Whether the defendants could have retained the wool, by virtue of their general lien as factors or commission merchants, it is not necessary to decide. It is enough that their right to retain the property was perfect under the agreement of April, 1850.
The refusal of defendants to make further acceptances for Toll & McArdle, after 15th June, and their allowing one of their drafts for $2,000 to return protested, does not alter the legal rights which they had acquired under the agreement of April, by virtue of their advances previous to that date, and which amounted to nearly $6,000. The amount of acceptances, under which they were to come, had not been determined by the agreement of April, and it was necessarily a matter of discretion with defendants; they were not bound, in the absence of an agreement to that effect, to accept indefinitely as to amount, and without respect to the amount of the accruing shipments to meet their acceptances. It is enough that they agreed to accept, and did accept to a large amount, to give them an absolute right in, and right to retain, the goods shipped to them by Toll & McArdle, until the whole amount due them was paid. (Grosvenor v. Phillipps, 2 Hill, 147.)

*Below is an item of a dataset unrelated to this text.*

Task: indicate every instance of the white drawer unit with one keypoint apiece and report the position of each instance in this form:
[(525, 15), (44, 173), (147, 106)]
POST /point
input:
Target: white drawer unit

The claim for the balance due to Toll & McArdle, now in *235the hands of the defendants, is manifestly groundless, since it appears, from the report of-the Eeferee, that this balance is from the proceeds of goods subsequently sold, not of those claimed by the plaintiff. Had it been otherwise, the balance could not have been recovered in this action, which turns solely upon the question of a wrongful conversion.
The judgment entered upon the report of the Referee must be affirmed with costs.